Is Racism a Driving Force in Fatal Police-Citizen Encounters?

In the aftermath of the police shooting of knife-wielding black teenager Ma’Khia Bryant (in the course of her attack on an unarmed black teenager), and of the Derek Chauvin verdict, President Biden made these racially fraught remarks to Congress tonight:

We have all seen the knee of injustice on the neck of Black America. Now is our opportunity to make real progress. Most men and women in uniform wear their badge and serve their communities honorably. I know them. I know they want to help meet this moment as well.  My fellow Americans, we have to come together. To rebuild trust between law enforcement and the people they serve. To root out systemic racism in our criminal justice system.

So what’s the truth here?  Was “systemic” (or other) racism the cause of the killing of either George Floyd or Ma’Khia Bryant?  And is there a wall of distrust between law enforcement and the people they serve?

As to Derek Chauvin, Andy McCarthy in the National Review observes:

Not a shred of evidence was introduced at the trial that Derek Chauvin is a racist. None. There was nothing in the weeks of testimony that even hinted at such a thing. The prosecutors who aggressively urged the jury to convict Chauvin of murder never intimated that racism played any role in the crimes. They convincingly argued that he was a bad cop, not a racist cop.

The police did not hunt down George Floyd. They did not randomly happen upon him. They did not make a discriminatory choice to hassle him. Instead, the police responded to a citizen complaint from a local market, Cup Foods, based on a report by a young black cashier that Floyd had passed him a patently counterfeit $20 bill.

McCarthy’s whole essay is worth the read.

And as Rich Lowry notes in his article, “The Cops Shoot People of Different Races for the Same Reasons”:

[T]he cases [of black and white shooting victims] are largely indistinguishable — how they started, how they played out, and, emphatically, how they ended.

This is the overall sense that one gets from the Washington Post’s famous database of police-involved shootings. Reading through it, there is no stark racial difference that jumps out, rather a dreary sameness. The fact patterns that get people shot by the cops, whether they are white, black, or Hispanic, are largely the same.

There are the most extreme cases, when suspects engage in gun battles with cops. But pointing a gun, including a fake gun, at an officer also is likely to end badly. So is approaching a cop with a knife or even a metal pipe and refusing, despite repeated orders, to put it down. Resisting arrest is a common theme and, quite often, the people killed by the police were obviously mentally disturbed.

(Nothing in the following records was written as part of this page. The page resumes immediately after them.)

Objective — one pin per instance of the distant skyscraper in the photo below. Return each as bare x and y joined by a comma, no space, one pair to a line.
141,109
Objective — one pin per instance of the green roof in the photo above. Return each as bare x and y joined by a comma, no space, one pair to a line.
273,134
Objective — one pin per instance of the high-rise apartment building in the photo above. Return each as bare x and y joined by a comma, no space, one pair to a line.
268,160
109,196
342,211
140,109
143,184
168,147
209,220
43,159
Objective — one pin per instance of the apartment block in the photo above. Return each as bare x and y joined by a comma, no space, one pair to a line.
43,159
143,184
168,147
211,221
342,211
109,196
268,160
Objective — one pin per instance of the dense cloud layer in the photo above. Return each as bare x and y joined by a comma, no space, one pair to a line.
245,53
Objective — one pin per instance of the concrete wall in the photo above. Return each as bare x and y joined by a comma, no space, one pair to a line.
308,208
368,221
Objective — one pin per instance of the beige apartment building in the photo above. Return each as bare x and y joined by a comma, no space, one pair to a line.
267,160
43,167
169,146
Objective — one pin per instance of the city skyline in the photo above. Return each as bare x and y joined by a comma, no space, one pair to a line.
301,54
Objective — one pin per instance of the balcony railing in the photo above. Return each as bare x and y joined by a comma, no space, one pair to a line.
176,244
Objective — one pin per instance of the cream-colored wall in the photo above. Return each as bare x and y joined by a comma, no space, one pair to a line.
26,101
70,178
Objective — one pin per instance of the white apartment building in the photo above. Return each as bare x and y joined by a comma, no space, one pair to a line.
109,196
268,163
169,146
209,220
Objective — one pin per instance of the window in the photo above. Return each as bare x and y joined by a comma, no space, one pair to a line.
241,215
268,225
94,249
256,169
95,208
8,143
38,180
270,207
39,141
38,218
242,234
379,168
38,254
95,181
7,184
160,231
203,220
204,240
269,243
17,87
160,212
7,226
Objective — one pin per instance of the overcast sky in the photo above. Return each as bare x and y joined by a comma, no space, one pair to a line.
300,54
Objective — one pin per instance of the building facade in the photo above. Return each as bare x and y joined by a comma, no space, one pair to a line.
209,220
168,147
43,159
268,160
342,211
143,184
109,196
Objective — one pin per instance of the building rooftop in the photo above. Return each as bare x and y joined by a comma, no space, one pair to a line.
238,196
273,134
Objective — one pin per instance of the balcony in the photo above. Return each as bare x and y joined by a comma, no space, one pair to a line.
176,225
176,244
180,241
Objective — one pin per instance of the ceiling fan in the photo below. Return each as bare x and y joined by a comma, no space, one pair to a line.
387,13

The Washington Post database suggests we have a violence problem in America and certainly a mental-health problem, but not — at least not on the face of it — a race problem.

Similarly, as I have noted, see, e.g. here and here, it can come as no surprise that blacks become involved with violent police reactions disproportionately to their numbers in the general population when their participation in violent crime occurs in similarly disproportionate numbers compared to the general population.  That is not a truth any normal person is going to be happy about  —  but it’s still the truth.

And what to make of President Biden’s implicit (but quite clear) assertion that, in part on account of racism, there is a gulf of distrust between the police and the people they serve?

What to make of it is that it’s not true.  A Gallup poll taken last year, a few weeks after the George Floyd killing, and in the heat of the nationwide protests that followed, found that four times as many blacks wanted the same or more police patrolling in their neighborhoods as wanted less, see “Black Americans Want Police to Retain Local Presence,” as reported in Newsweek.

As to trust in the police overall, that too has been tested by Gallup.  Here is the quick summary of the results from the survey (taken four months ago):

Police Officers in Top Five, Members of Congress and Salespeople Worst-Rated

Police officers rank fifth this year, with 52% rating them highly, similar to their 54% score in 2019, and making them the only profession aside from the top four to have a majority of Americans rating their ethics highly.

Members of Congress and car salespeople tie for last, with just 8% rating them highly, and advertising practitioners are close at 10%. Members of Congress had received acclaim from 12% of Americans in 2019, their highest in a decade, but even that small increase was short-lived.

I hope I’m not being too impolite in noting that President Biden was a member of Congress for 36 years.